Compilation
The distribution of a language depends on the processor and the operating
system. For each
architecture, a distribution of
Objective CAML
contains the toplevel system, the bytecode compiler, and in most cases a native compiler.
Command Names
The figure 7.5 shows the command names of the different compilers in the various Objective CAML distributions. The first four commands are available for all distributions.
ocaml |
toplevel loop |
ocamlrun |
bytecode interpreter |
ocamlc |
bytecode batch compiler |
ocamlopt |
native code batch compiler |
ocamlc.opt |
optimized bytecode batch compiler |
ocamlopt.opt |
optimized native code batch compiler |
ocamlmktop |
new toplevel constructor |
Figure 7.5: Commands for compiling.
The optimized compilers are themselves compiled with the Objective CAML native compiler. They compile faster but are otherwise identical to their unoptimized counterparts.
Compilation Unit
A compilation unit corresponds to the smallest piece of an
Objective CAML program
that can be compiled. For the interactive system, the unit of compilation
corresponds to a phrase of the language. For the batch compiler, the unit of compilation is two files: the source
file, and the interface file. The interface file is optional -
if it does not exist, then all global declarations in the source file will be visible to other compilation units. The construction of interface files is described in the chapter on module programming (14). The two file types (source and interface) are differentiated by separate file extensions.
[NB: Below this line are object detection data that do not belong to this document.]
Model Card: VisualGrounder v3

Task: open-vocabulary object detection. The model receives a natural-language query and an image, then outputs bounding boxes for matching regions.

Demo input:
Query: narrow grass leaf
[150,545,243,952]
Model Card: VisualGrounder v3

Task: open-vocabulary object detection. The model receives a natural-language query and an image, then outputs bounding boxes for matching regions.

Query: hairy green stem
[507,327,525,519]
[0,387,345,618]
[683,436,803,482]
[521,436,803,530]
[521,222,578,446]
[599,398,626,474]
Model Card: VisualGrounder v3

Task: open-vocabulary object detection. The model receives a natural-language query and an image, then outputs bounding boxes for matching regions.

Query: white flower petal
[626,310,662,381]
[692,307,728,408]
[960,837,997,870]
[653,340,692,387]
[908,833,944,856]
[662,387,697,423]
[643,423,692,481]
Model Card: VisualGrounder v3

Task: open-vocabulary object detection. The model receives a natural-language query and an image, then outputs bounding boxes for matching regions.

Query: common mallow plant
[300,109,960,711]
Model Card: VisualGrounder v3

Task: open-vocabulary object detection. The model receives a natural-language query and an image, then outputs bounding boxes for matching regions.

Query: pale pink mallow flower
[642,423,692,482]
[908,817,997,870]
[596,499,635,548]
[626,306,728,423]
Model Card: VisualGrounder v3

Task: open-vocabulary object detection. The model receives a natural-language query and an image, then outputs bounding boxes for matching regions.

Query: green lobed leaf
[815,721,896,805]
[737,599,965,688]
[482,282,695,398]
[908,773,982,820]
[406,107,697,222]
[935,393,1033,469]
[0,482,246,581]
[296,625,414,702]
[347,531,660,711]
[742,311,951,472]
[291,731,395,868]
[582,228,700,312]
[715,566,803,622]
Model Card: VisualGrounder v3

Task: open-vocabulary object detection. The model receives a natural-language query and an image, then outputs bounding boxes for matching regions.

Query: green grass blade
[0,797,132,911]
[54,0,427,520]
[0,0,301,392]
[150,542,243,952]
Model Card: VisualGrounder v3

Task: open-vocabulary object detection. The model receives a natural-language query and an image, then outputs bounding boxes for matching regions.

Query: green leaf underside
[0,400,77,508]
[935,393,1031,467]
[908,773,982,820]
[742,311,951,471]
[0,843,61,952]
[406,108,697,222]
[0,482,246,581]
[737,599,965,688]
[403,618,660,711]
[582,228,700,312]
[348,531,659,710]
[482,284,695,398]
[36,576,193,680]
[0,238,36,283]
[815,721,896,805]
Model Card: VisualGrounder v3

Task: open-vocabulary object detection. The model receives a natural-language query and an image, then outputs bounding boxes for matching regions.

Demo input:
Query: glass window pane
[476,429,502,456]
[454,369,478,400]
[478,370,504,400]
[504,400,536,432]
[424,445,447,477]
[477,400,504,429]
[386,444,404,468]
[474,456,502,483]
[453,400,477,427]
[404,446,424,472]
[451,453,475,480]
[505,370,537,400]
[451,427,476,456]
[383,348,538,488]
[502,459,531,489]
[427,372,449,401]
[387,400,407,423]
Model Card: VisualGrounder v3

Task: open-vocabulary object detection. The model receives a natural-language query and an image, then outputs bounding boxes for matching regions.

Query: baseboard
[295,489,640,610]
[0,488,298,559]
Naming Rules for File Extensions
Figure 7.6 presents the extensions of different files used for Objective CAML and C programs.
extension |
meaning |
.ml |
source file |
.mli |
interface file |
.cmo |
object file (bytecode) |
.cma |
library object file (bytecode) |
.cmi |
compiled interface file |
.cmx |
object file (native) |
.cmxa |
library object file (native) |
.c |
C source file |
.o |
C object file (native) |
.a |
C library object file (native) |
Figure 7.6: File extensions.
The files example.ml and example.mli form a compilation unit. The compiled interface file (example.cmi) is used for both the bytecode and native code compiler.
The C language related files are used when integrating C code with Objective CAML code.
(12).
The Bytecode Compiler
The general form of the batch compiler commands are:
command options file_name
For example:
ocamlc -c example.ml
The command-line options for both the native and bytecode compilers follow typical Unix conventions. Each option is
prefixed by the character -
. File extensions are interpreted in the manner described by figure 7.6. In the above example, the file example.ml is considered an Objective CAML source file and is compiled. The compiler will produce the files example.cmo and example.cmi. The option -c
informs the compiler to generate individual object
files, which may be linked at a later time.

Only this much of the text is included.